Dati alla mano, proprio per queste preoccupazioni di natura legale, meno di 2 milioni di dosi di vaccino sono stati inviati, quindi circa 167 milioni di persone rischiano di essere escluse dai programmi nazionali, secondo i numeri delle Nazioni Unite citati nei documenti. Dai documenti di GAVI emerge chiaramente che, a meno che tutte le case farmaceutiche non accettino di assumersi la responsabilità legale, “l’accesso ai vaccini per alcune popolazioni resterà una sfida“. Inoltre, si aggiunge che nuove crisi potrebbero suscitare una domanda aggiuntiva per coprire le popolazioni sfollate. Un portavoce di GAVI a Reuters ha dichiarato che la riluttanza dei produttori di vaccini ad assumersi i rischi legali legati ad eventuali eventi avversi “è un grande ostacolo” per la fornitura di vaccini ai migranti. Seth Berkley, amministratore delegato di GAVI, a settembre aveva affrontato pubblicamente la questione, twittando un appello ai produttori per rinunciare ai loro requisiti di indennità legale. Sarebbero solo tre le case farmaceutiche che hanno deciso di sostenere i rischi legali e sono tutte e tre cinesi: SinoVac, Sinopharm, e Clover Biopharmaceuticals.

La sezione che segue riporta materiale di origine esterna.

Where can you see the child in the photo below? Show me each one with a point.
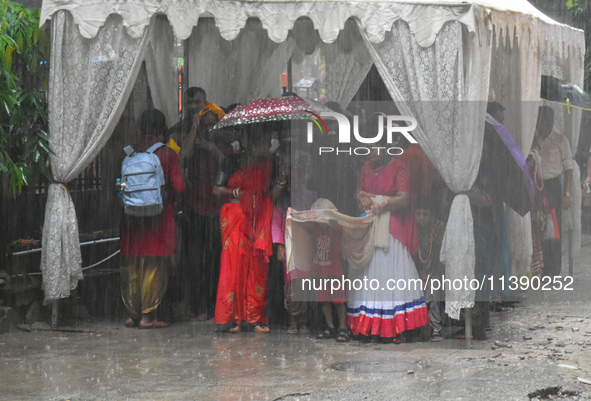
(430, 237)
(327, 265)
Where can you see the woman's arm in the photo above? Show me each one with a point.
(400, 201)
(189, 142)
(478, 199)
(365, 200)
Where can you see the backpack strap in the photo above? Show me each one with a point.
(155, 147)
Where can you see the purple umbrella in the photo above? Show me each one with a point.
(514, 183)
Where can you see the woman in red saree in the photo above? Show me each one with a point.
(245, 223)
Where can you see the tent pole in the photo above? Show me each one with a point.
(289, 77)
(54, 314)
(468, 329)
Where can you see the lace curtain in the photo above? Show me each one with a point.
(347, 65)
(246, 68)
(434, 85)
(161, 68)
(515, 83)
(90, 81)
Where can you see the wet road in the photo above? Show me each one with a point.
(540, 343)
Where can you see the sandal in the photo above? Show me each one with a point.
(261, 328)
(159, 325)
(344, 335)
(293, 328)
(327, 333)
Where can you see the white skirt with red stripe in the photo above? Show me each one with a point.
(386, 298)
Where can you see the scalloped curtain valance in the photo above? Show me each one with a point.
(425, 18)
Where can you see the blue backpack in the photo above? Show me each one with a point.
(142, 182)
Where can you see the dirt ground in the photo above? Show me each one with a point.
(536, 349)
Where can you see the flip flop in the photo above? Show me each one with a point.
(131, 323)
(293, 329)
(261, 328)
(329, 332)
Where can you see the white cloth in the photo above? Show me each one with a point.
(162, 70)
(347, 65)
(394, 267)
(247, 68)
(357, 239)
(279, 16)
(90, 81)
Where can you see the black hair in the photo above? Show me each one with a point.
(546, 112)
(493, 108)
(194, 91)
(423, 202)
(231, 107)
(152, 122)
(334, 106)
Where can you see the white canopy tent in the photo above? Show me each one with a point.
(435, 58)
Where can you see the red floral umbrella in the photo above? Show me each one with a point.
(272, 109)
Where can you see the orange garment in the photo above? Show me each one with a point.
(247, 245)
(214, 108)
(420, 168)
(209, 106)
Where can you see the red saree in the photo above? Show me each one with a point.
(247, 245)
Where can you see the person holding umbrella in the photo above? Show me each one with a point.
(556, 169)
(246, 179)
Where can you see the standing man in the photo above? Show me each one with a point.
(149, 242)
(194, 105)
(557, 169)
(202, 242)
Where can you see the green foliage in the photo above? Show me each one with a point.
(24, 142)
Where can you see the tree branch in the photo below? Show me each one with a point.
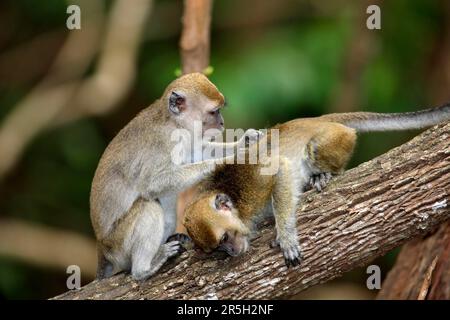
(363, 214)
(194, 41)
(422, 269)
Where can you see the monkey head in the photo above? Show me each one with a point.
(213, 223)
(193, 98)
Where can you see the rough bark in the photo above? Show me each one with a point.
(194, 41)
(363, 214)
(422, 269)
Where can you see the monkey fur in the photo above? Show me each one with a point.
(135, 187)
(311, 151)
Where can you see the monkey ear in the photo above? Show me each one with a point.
(223, 202)
(177, 103)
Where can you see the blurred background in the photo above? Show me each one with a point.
(65, 94)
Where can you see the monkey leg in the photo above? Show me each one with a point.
(284, 201)
(328, 153)
(148, 252)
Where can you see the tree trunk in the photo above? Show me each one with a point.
(194, 41)
(422, 270)
(361, 215)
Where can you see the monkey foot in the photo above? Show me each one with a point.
(320, 181)
(184, 241)
(252, 135)
(291, 253)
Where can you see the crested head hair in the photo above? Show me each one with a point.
(197, 83)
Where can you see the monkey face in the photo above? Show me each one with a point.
(213, 223)
(193, 99)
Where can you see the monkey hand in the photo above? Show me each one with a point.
(250, 137)
(291, 251)
(184, 240)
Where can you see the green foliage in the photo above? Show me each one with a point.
(269, 73)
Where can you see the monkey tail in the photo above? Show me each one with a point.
(371, 121)
(104, 267)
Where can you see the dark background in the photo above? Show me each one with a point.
(273, 60)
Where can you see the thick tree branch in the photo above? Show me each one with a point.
(194, 41)
(363, 214)
(422, 269)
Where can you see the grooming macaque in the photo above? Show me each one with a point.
(311, 150)
(134, 190)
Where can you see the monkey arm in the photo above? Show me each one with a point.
(229, 148)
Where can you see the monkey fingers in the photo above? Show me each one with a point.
(184, 240)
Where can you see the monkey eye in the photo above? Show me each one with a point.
(179, 100)
(224, 238)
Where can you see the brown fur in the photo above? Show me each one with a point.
(328, 146)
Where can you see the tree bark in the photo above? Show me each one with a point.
(422, 269)
(363, 214)
(194, 41)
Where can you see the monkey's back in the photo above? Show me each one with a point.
(247, 187)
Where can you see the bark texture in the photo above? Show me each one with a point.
(194, 43)
(361, 215)
(422, 270)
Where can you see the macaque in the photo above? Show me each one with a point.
(135, 187)
(310, 152)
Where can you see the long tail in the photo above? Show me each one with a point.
(371, 121)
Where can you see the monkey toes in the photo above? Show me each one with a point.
(320, 181)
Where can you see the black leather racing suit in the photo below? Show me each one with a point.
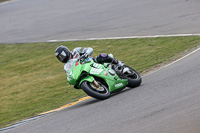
(102, 58)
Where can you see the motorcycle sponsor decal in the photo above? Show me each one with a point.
(97, 65)
(95, 71)
(106, 74)
(118, 85)
(111, 72)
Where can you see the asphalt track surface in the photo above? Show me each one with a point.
(166, 102)
(168, 99)
(43, 20)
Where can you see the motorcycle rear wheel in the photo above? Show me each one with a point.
(102, 92)
(134, 79)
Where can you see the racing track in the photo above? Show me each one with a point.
(166, 102)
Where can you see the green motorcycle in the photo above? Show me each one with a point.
(100, 80)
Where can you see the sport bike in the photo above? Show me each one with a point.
(100, 80)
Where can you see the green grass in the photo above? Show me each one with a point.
(32, 80)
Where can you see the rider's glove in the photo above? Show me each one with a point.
(85, 55)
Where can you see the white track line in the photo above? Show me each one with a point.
(127, 37)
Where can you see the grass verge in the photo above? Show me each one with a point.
(32, 80)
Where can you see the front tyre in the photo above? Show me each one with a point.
(134, 79)
(100, 92)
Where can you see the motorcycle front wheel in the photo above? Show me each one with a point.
(99, 91)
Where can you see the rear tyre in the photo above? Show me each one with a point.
(134, 79)
(101, 92)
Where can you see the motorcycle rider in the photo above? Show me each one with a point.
(63, 54)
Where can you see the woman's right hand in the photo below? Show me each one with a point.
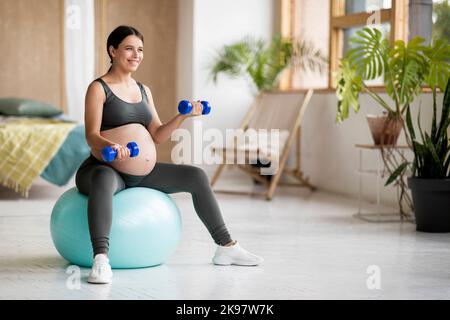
(123, 153)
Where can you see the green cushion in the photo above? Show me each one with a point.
(27, 107)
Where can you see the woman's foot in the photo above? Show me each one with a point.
(101, 270)
(235, 255)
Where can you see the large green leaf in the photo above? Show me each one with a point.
(370, 55)
(349, 84)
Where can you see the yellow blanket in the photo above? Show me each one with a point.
(26, 147)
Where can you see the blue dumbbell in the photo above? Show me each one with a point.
(185, 107)
(109, 154)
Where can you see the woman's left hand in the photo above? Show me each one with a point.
(197, 108)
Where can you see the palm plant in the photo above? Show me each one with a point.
(263, 62)
(404, 68)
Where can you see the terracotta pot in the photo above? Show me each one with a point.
(384, 130)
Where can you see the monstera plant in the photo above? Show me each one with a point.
(405, 70)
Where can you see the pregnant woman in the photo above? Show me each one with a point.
(118, 109)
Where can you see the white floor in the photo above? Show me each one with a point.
(313, 249)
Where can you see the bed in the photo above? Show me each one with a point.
(22, 153)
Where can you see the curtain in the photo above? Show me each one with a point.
(79, 54)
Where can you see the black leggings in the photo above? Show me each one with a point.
(100, 182)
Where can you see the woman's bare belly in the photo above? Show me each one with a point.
(141, 165)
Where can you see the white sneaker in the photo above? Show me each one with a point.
(235, 255)
(101, 270)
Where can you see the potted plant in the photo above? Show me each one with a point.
(403, 68)
(262, 62)
(430, 180)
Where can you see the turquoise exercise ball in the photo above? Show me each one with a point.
(146, 228)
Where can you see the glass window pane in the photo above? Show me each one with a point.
(441, 19)
(357, 6)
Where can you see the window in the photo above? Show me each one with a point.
(347, 16)
(331, 23)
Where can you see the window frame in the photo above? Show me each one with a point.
(397, 15)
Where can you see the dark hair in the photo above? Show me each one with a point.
(117, 36)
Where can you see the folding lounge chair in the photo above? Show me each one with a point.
(271, 110)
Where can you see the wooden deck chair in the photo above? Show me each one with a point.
(275, 110)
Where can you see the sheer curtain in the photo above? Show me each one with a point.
(79, 54)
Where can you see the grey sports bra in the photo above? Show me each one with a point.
(117, 112)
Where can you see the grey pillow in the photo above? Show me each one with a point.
(27, 107)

VACCINI COVID, PRIMI RISARCIMENTI
Ma Johnson & Johnson dagli Stati Uniti ha fatto sapere che rinuncerebbe al requisito. La Federazione internazionale dei produttori e delle associazioni farmaceutiche (IFPMA) ha fatto sapere che “nessuna azienda ha rifiutato di prendere in considerazione” l’assunzione del rischio legale, ma nel caso del programma in questione alcune aziende hanno ritenuto di non poterlo fare senza la piena conoscenza di dove e come i vaccini sarebbero stati usati. Sarebbe difficile, ad esempio, monitorare continuamente la corretta conservazione dei vaccini nei campi profughi, e la consegna è logisticamente molto impegnativa e non adatta a tutti i tipi. Quindi, si teme che la gente possa attribuire ai vaccini problemi che magari potrebbero essere legati ad una conservazione sbagliata degli stessi o a problemi di natura logistica.

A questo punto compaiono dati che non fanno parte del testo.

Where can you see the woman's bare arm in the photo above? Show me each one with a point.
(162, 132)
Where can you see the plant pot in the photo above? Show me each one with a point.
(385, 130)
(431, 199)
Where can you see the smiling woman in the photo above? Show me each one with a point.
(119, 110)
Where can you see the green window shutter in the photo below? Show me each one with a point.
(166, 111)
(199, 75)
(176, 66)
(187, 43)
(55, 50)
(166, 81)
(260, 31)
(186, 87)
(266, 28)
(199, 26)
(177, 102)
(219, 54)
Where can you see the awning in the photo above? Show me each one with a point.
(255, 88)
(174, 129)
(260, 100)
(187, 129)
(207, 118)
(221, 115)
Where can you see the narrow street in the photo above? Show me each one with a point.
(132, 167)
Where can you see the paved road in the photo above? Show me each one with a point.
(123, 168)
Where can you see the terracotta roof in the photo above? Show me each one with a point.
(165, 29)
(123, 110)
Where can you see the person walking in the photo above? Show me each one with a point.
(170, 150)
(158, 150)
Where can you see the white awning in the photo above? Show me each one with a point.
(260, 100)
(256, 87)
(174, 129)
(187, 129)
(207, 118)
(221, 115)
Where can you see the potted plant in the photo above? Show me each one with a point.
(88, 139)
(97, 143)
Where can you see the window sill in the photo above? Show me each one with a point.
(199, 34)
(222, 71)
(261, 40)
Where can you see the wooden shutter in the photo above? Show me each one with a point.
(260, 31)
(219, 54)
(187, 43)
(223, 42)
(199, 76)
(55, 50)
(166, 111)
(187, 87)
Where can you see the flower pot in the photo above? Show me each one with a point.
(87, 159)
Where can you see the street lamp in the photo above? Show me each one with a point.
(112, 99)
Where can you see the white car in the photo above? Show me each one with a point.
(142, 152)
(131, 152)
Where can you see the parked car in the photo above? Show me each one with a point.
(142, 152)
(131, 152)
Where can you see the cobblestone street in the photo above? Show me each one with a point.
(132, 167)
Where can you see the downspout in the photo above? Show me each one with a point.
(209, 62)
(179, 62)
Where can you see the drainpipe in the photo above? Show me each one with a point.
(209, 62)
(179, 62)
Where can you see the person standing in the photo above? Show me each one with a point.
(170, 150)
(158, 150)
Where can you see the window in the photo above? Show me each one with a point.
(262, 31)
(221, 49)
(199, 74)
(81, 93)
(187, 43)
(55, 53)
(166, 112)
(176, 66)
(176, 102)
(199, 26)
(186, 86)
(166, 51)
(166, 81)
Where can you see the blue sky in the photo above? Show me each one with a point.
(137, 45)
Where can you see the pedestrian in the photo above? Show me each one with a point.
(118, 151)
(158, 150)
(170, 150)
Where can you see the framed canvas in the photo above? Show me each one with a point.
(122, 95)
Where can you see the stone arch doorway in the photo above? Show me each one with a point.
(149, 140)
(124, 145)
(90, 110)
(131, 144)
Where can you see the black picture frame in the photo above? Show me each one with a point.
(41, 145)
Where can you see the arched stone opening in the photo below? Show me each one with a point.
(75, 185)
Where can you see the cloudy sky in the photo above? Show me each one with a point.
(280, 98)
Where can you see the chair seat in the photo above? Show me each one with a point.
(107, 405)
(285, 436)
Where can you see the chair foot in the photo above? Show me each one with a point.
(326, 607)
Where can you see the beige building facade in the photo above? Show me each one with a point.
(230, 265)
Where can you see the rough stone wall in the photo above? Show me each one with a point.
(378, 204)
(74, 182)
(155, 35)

Al momento negli Stati Uniti non c’è stato alcun risarcimento, né nei paesi a basso reddito. Invece in Europa ci sono stati indennizzi (ma gli importi non sono stati rivelati), come emerso dai dati ufficiali di Danimarca, Germania, Norvegia e Svizzera. Va poi considerato il fatto che solitamente, in circostanze normali, i produttori di farmaci acquistano un’assicurazione per coprire la responsabilità per i potenziali effetti avversi dei vaccini. Ma la pandemia li ha costretti a sviluppare i farmaci così rapidamente che alcuni rari effetti collaterali – per esempio, una rara condizione di coagulazione del sangue in alcuni di coloro che hanno preso il vaccino AstraZeneca – sono emersi dopo le somministrazioni.